DPIC’s report points to Illinois, which hasn’t executed anyone for 12 years, but continues death penalty prosecutions at the cost of $100 million over seven years. Earlier this year, the ACLU of Northern California reported the staggering cost of that state’s machinery of death: $137 million each year. Permanent imprisonment for all those currently on death row would cost just $11 million.

Two other factors over the past year contributed to the decline in the popularity of the use of capital punishment. First, problems continue to plague the lethal injection system. This year, a nationwide shortage of a key drug used in executions, sodium thiopental, made some states scramble to find the drug elsewhere. Arizona got its non-FDA-approved supply from the U.K., and California tried to do the same.
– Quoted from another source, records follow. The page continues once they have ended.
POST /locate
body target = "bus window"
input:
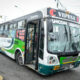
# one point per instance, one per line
(20, 34)
(1, 27)
(41, 43)
(21, 24)
(6, 27)
(15, 26)
(11, 26)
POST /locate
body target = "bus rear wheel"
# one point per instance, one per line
(19, 59)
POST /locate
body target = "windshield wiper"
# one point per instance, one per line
(66, 37)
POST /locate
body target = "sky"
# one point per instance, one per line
(9, 10)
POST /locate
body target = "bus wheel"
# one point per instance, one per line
(19, 58)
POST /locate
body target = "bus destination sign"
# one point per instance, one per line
(62, 14)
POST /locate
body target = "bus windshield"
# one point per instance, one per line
(63, 36)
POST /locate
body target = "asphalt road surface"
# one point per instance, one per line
(11, 71)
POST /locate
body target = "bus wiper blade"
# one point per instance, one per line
(74, 46)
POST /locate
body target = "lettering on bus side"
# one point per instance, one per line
(62, 14)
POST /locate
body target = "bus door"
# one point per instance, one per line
(32, 42)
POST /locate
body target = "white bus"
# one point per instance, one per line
(47, 41)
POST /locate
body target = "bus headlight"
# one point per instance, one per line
(51, 60)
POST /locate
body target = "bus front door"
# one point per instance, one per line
(32, 42)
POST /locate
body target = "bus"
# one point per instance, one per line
(47, 41)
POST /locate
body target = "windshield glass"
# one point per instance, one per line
(63, 36)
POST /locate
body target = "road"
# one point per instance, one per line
(12, 71)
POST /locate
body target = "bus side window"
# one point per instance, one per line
(15, 26)
(21, 24)
(11, 26)
(20, 34)
(41, 49)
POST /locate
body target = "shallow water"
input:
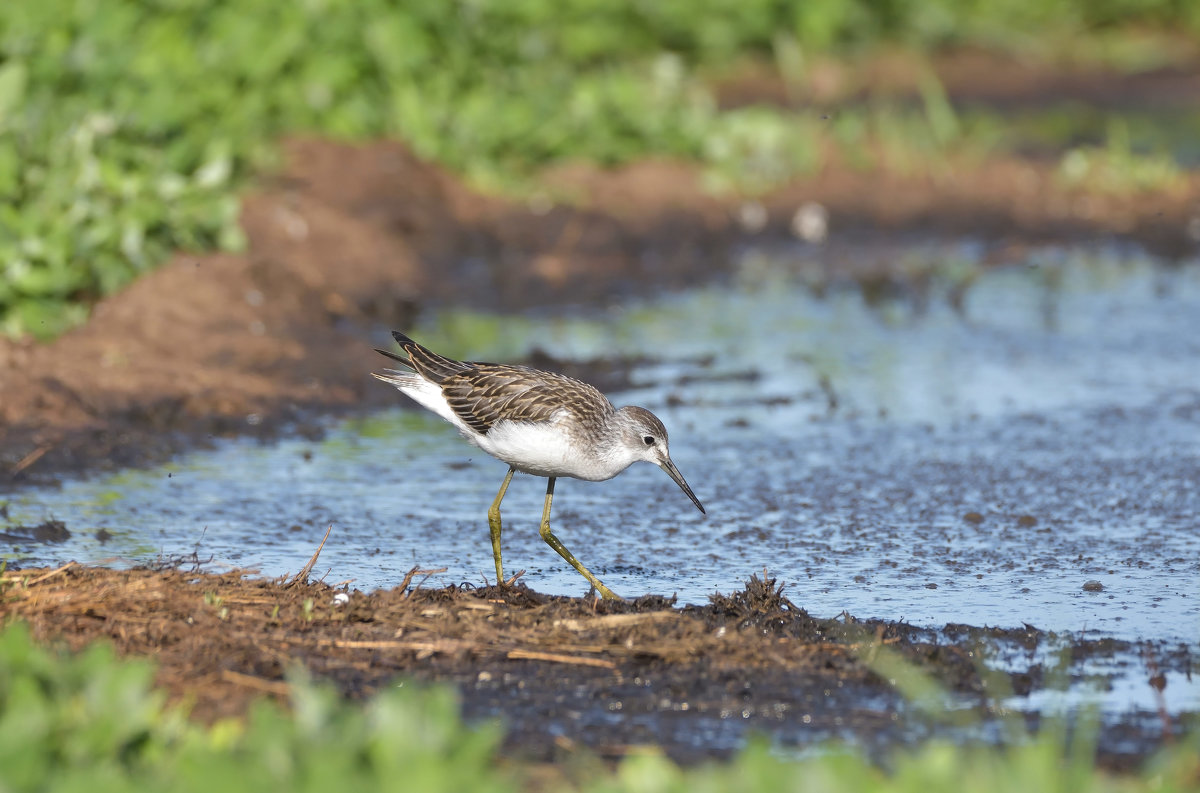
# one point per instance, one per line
(971, 450)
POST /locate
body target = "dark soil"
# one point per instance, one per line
(349, 241)
(556, 670)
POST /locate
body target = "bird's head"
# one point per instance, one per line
(645, 437)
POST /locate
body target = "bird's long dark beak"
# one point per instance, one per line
(673, 473)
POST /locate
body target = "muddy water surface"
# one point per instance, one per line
(1000, 446)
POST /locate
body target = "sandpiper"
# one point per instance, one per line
(538, 422)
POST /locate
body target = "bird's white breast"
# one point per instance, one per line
(545, 449)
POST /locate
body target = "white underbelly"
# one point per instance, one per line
(541, 450)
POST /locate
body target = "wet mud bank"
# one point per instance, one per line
(569, 674)
(348, 241)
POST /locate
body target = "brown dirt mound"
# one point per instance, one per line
(352, 240)
(556, 668)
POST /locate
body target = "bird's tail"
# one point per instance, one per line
(401, 379)
(424, 361)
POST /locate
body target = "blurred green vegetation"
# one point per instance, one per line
(94, 722)
(126, 128)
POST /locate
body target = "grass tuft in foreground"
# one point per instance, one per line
(90, 721)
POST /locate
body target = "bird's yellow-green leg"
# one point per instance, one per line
(493, 523)
(557, 545)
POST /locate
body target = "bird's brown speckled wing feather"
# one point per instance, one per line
(491, 392)
(483, 394)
Secondly, the public remains concerned that innocent people may be sentenced to death, or worse, have already been executed. The latter was exactly what happened in the cases of Texas’s executions of Cameron Todd Willingham and Claude Jones. This past October, Anthony Graves was released from Texas’s death row after being imprisoned for 16 years for a crime he didn’t commit. Troy Davis, whose guilt is also in doubt, remains on Georgia’s death row.

The events of the past year have provided additional evidence that the death penalty system is broken, and states across the country are re-examining its use. Our wish for 2011: abolition of the death penalty.